A police photographer recounts the harrowing day of the Polytechnique massacre
Content warning: This story contains graphic imagery and descriptions. Reader discretion is advised.
Montreal crime scene photographer Harold Rosenberg witnessed a lot of horror over his thirty years on the job, though nothing of the magnitude of what he captured with his lens at the Polytechnique on December 6, 1989. He described the day of the Montreal massacre to CTV Quebec Bureau Chief Genevieve Beauchemin.
The following has been edited for length and clarity.
Genevieve Beauchemin: Why were you at the Polytechnique on this day, thirty-five years ago?
Harold Rosenberg: I was working the evening shift. I heard a short news bulletin saying there had been some sort of incident at the Ecole Polytechnique and I mentioned to my wife that it was probably a hostage-taking. I drove an unmarked police car at the time with a radio in it, and equipment and off I went to scene.
As I was driving up, I remember it was snowing very lightly. I could hear the chatter on the police radio, and when I got there, I saw dozens of vehicles, and a big crowd and I went directly in, and I was directed to this room where I could see fifty people that I knew, detectives from homicide, armed robbery ... what we used to call the heavyweight squads you know.
I asked the person closest to the door, a detective that I knew, what was going on. He answered, "there are fourteen people dead". I couldn't believe it. And that is how it started.
Photographs of the 14 women shot and killed in the 1989 Polytechnique massacre are shown prior a ceremony in their honour in Montreal, Friday, December 6, 2024. (Graham Hughes / The Canadian Press)
G.B.: What were you assigned to do?
H.R.: First, I was told to go with a homicide detective and to photograph areas where people had escaped to, as they ran away from the gunman. In other words, people who had been injured, who had left traces of what happened.
Then, I was asked to take a video. We had never done that before. I didn't have an actual camera to use. But an older man, probably a coroner, told us he had a camera in the trunk of his car. He ran through the cassette forwarding past the images he had filmed before, and he told me to start recording here. I had never done videos on a crime scene before. I took images in classrooms, the cafeteria and the office area.
G.B.: Did you realize what you were capturing?
H.R.: I was just going through getting the images and documenting the scene. I couldn't really see if the victims were male or female. I just realized later as more information was coming through that they were all women.
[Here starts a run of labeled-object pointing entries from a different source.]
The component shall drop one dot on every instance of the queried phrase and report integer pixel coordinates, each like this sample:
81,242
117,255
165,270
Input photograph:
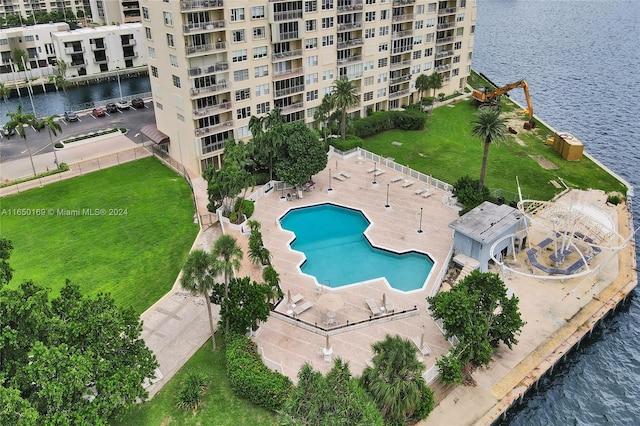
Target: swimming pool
338,253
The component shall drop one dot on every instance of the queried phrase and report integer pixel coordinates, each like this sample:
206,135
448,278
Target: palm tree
395,381
17,120
344,96
53,127
489,126
227,256
197,278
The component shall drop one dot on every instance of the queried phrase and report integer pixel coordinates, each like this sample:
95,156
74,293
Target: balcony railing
204,26
287,15
398,94
280,74
216,128
204,48
199,112
402,34
200,4
211,69
289,91
224,86
286,55
349,43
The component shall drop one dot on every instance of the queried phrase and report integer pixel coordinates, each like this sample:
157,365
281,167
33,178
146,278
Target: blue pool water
338,254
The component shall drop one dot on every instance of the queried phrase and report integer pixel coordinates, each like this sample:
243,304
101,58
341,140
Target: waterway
580,58
75,97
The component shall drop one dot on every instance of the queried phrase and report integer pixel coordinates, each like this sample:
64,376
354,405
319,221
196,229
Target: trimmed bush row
251,379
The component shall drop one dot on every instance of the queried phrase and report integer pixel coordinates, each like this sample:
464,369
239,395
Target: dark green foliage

I was in the room when the note was found. I had finished videotaping and as I was leaving, they turned the gunman over and they found this note, these documents in this pocket and that is when they realized that he had some sort of manifesto.
(Note: The documents were a suicide note, in which the gunman spoke of feminists ruining his life and a list of other women he wanted to kill.)
G.B.: How did that impact you?
H.R.: It is only later on I realized the magnitude of it and how terrible it really was, and it hit me. A lot of people have asked me how I could do this work for thirty years. Well, in the moment, there is a job to do. We are professionals, and you have a sort of invisible shield, you don't get emotional. Polytechnique happened about halfway through my career. After that, I never saw anything that matched that it terms of how bad and awful it was.